Fink: Die Istanbul-Derbys sind schon etwas Einzigartiges, die Brisanz kann man nicht ansatzweise mit der in Deutschland vergleichen. Etwas wie diese Spiele habe ich noch nie erlebt. Für viele Fans geht es da eher um Leben und Tod als um Fußball. Gewinnt man das Derby, kann man auch gegen andere Mannschaften drei Partien hintereinander verlieren.

SPOX: Mit der Zeit wurden Ihre Perspektiven bei Besiktas schlechter. Wie kam es dazu?

Fink: Der Hauptgrund war der Trainerwechsel. Mustafa Denizli, der mich holte, war sehr überzeugt von mir. Unter ihm durfte ich regelmäßig spielen. Er musste leider wegen gesundheitlicher Probleme den Verein verlassen.

SPOX: Es folgte Bernd Schuster.

Fink: Mit ihm bin ich nie richtig warm geworden. Er hatte eine ganz andere Vorstellung von der Art und Weise, wie die Mannschaft zu spielen hat. Er wollte zudem viele Spieler aus seiner Zeit in Spanien bei Besiktas haben. Wir hatten letztlich einige Portugiesen in der Mannschaft.

SPOX: Zumal dann ja auch die Ausländerregelung eingeführt wurde.

Fink: Das kam erschwerend hinzu, einige Spieler mussten aussortiert werden. Ich habe ein halbes Jahr lang im Training versucht, Schuster zu überzeugen, aber mir fehlte auch die Einsatzzeit. Er hat lieber seine Spieler eingesetzt und ich habe leider keine Chance mehr bekommen.

SPOX: Nach einem kurzen Leihgeschäft bei Borussia Mönchengladbach gingen Sie zu Samsunspor. War es Ihr Wunsch, in der Türkei zu bleiben? SPOX

Fink: Hätte es eine gute Option gegeben, wäre ich wohl zurück nach Deutschland gekommen. In der Türkei gab es dagegen einige Angebote. Da ich das Land und die Mentalität lieben gelernt hatte, ging ich nach Samsun.

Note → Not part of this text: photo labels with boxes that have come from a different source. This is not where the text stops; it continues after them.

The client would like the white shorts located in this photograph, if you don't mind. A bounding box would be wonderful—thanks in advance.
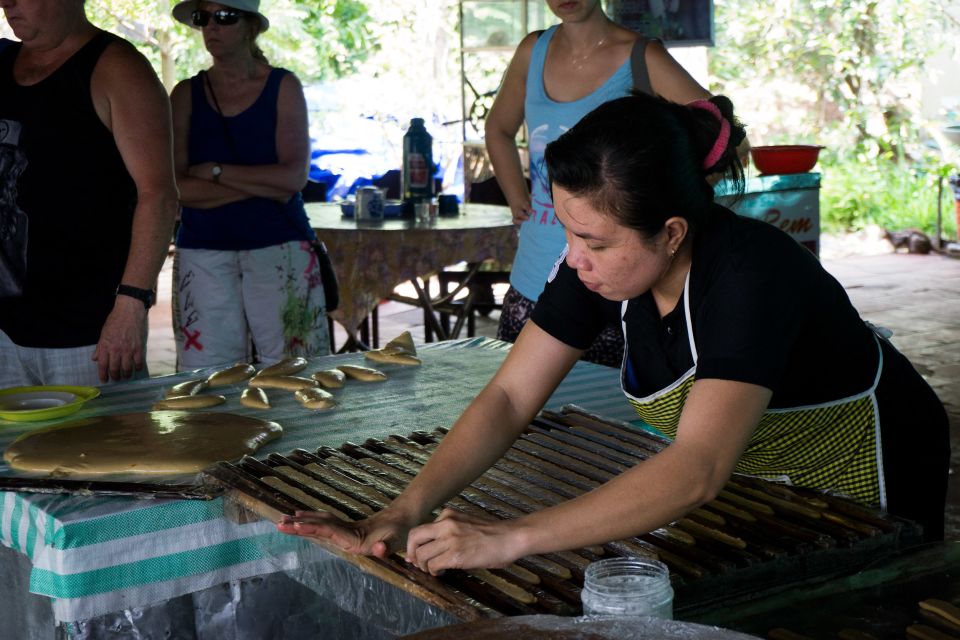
[0,331,102,388]
[173,242,330,371]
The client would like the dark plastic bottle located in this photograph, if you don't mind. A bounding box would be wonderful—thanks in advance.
[402,118,434,202]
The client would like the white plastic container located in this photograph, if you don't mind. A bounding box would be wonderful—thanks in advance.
[580,558,673,620]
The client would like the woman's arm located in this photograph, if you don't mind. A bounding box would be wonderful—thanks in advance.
[484,32,539,223]
[278,322,582,557]
[170,80,249,209]
[190,73,310,202]
[407,372,770,574]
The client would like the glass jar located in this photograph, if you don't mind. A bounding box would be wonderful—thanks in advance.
[580,558,673,620]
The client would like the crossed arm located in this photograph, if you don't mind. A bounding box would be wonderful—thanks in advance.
[170,74,310,209]
[278,322,770,574]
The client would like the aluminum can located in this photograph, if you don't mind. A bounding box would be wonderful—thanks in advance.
[354,187,383,220]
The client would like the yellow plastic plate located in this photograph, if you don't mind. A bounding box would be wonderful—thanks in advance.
[0,385,100,422]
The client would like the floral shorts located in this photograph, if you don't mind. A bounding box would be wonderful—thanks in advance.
[173,242,330,371]
[497,287,623,369]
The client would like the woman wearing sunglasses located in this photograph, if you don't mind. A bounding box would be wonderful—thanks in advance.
[171,0,330,369]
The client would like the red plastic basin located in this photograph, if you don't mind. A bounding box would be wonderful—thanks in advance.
[750,144,823,175]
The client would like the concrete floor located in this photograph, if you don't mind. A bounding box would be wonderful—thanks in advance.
[147,253,960,540]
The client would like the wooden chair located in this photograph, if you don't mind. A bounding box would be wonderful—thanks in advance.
[438,177,516,338]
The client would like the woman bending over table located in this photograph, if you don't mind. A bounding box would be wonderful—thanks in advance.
[279,95,950,574]
[171,0,330,369]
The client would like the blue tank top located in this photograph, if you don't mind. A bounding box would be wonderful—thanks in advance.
[510,25,633,300]
[177,69,314,251]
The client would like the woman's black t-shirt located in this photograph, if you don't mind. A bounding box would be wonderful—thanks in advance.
[532,205,879,408]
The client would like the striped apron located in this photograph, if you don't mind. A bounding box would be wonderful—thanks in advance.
[620,273,886,508]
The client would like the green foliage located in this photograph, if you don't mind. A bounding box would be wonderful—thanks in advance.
[710,0,957,232]
[818,153,957,238]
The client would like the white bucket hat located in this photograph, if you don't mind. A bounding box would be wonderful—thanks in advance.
[173,0,270,33]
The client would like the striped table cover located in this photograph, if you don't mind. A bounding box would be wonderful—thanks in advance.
[0,338,636,622]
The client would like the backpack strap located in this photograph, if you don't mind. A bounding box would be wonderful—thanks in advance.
[630,36,660,96]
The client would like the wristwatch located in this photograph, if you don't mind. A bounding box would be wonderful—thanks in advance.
[117,284,157,309]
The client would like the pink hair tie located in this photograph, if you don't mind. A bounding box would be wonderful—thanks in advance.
[687,100,730,169]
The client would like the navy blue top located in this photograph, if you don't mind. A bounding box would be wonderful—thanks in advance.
[177,69,314,251]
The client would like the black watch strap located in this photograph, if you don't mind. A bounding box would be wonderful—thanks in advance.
[117,284,157,309]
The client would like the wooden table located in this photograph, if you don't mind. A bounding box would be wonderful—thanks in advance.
[306,202,517,348]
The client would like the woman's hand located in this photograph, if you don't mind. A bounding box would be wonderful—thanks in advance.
[407,509,525,575]
[277,509,410,558]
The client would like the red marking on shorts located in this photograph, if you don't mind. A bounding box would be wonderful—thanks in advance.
[180,327,203,351]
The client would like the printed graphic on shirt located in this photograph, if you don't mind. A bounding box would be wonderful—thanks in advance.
[0,120,27,298]
[527,124,569,225]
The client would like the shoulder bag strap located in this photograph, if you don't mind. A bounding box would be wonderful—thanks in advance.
[630,36,660,96]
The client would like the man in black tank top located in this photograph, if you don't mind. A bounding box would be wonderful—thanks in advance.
[0,0,178,387]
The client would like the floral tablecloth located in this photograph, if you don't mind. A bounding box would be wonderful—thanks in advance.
[307,203,517,336]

SPOX: Dort stand am Ende der Abstieg. Sie hatten keinen Vertrag für die 2. Liga und waren deshalb ab Juli vereinslos. Wieso kam es zu keiner weiteren Einigung?

Fink: Die Situation war kompliziert, nach dem Abstieg herrschte dort das absolute Chaos. Vorstand und Trainer sind recht zügig gegangen und es war ungewiss, wie es weitergeht. Ich wollte dann einfach nicht so lange warten, bis sich etwas ergibt.

SPOX: Ihr Engagement in Aue kam dann allerdings erst im Dezember 2012 zustande. Sie waren also fünf Monate ohne Verein.

Fink: Das Problem war, dass sich die Geschichte in Samsun so lange hinzog. Ich wollte nicht auf Anhieb gehen, so dass leider einige interessante Angebote verstrichen sind. In der Folge kam dann nichts Interessantes mehr herein. Mir war zudem klar, dass die Chancen im Winter wieder größer werden. Deshalb entschied ich mich, darauf zu warten.

SPOX: Wie schwer war diese Zeit der Ungewissheit?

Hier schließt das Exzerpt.